Water is a big issue nowadays and bringing a water bottle with you, instead of buying bottled water will make a huge difference, but also asking the hotel if they filter their water and letting them know that that is important to you as a consumer. 
When you go out to eat, once again bringing your own water or asking if the restaurant filters their water keeps restaurant owners accountable.  If a bar serves you a drink in a disposable plastic cup, ask if they have a reusable cup or for your next drink, request to use the same cup.
Trash - Very little glass get recycled on Puerto Rico 7-10%, most gets ground up and put in landfills, so the best environmental  material is aluminum.  While Puerto rico does not have a bottle bill like many states requiring a deposit for all bottled beverage or aluminum can sales, many individual collectors still make aluminum and cardboard the most recycled materials on the island.
Asking if bars, restaurants and hotels recycle will help get these operators on board.
Try to buy local food and remember to seek out eco-friendly businesses on the island, make your tourism dollars count by giving it to those that care about keeping Puerto Rico natural and beautiful.  Find more info on 2006 PR Recycling Report.


Wednesday, March 23, 2011

Updates, The Season is Almost Over

As the surf season in Rincon winds down and we near our second year in Rincon, we've come to appreciate the seasonal aspect of Rincon as a tourist town and the impact it has on local business.  Many business owners leave town during the summer months and up until November, especially surf-related businesses.  Generally the surf season is November to April, but July is a big month for Puerto Ricans to vacation and Rincon is a big wedding destination, so the early summer months can be worthwhile for local hotels and restaurants, dive shops and other activity providers.


We work with so many tourist related businesses to promote Rincon as a tourist destination, but find ourselves looking forward to the days when the beaches are less crowded.   I can only imagine how the local Puerto Ricans surfers feel about it.  I've heard grumblings in the water and on the beaches before, but the tourism isn't going away and the town of Rincon and its residents, with some exceptions, seem to have embraced the tourist dollars.  I suppose Rincon is similar to the rest of Puerto Rico in that tourism is one of its fastest and only growing industries.
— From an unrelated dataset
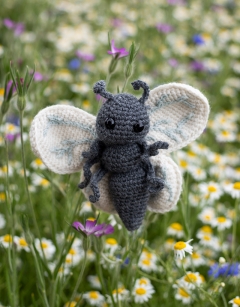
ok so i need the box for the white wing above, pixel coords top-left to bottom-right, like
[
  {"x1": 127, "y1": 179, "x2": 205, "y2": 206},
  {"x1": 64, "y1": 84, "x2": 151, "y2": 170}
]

Lately I've been hearing about problems with local businesses on the beach wanting to monopolize the beaches, so that only 1 business could rent surfboards or give surf lessons on a particular beach.  The Department of Natural Resources issues permits for these businesses and is responsible for finding abuses.  If only one surf instructor can operate at Maria's Beach for instance, that is bad for tourism.  Competition fosters better service and more accountability.  I believe in regulating the businesses at the beaches, surf instructors should know CPR for example and food vendors should be responsible for keeping the beaches clean, but the permits issued by the DRNA don't address these issues, they just hand the key to the beach to the person with the most influence or connections. 

Permits should be required for businesses to operate, especially near the beaches where dangerous conditions and environmental concerns need to be addressed.  The process of getting those permits needs to be fair and transparent, the permits themselves should be limited, but should not create monopolies on the beach.  Rincon has many qualified, long-time residents who make their livings from the beach and enough tourists to support them,  it would be a shame to see small-town politics and petty jealousy spoil those tourists' experience.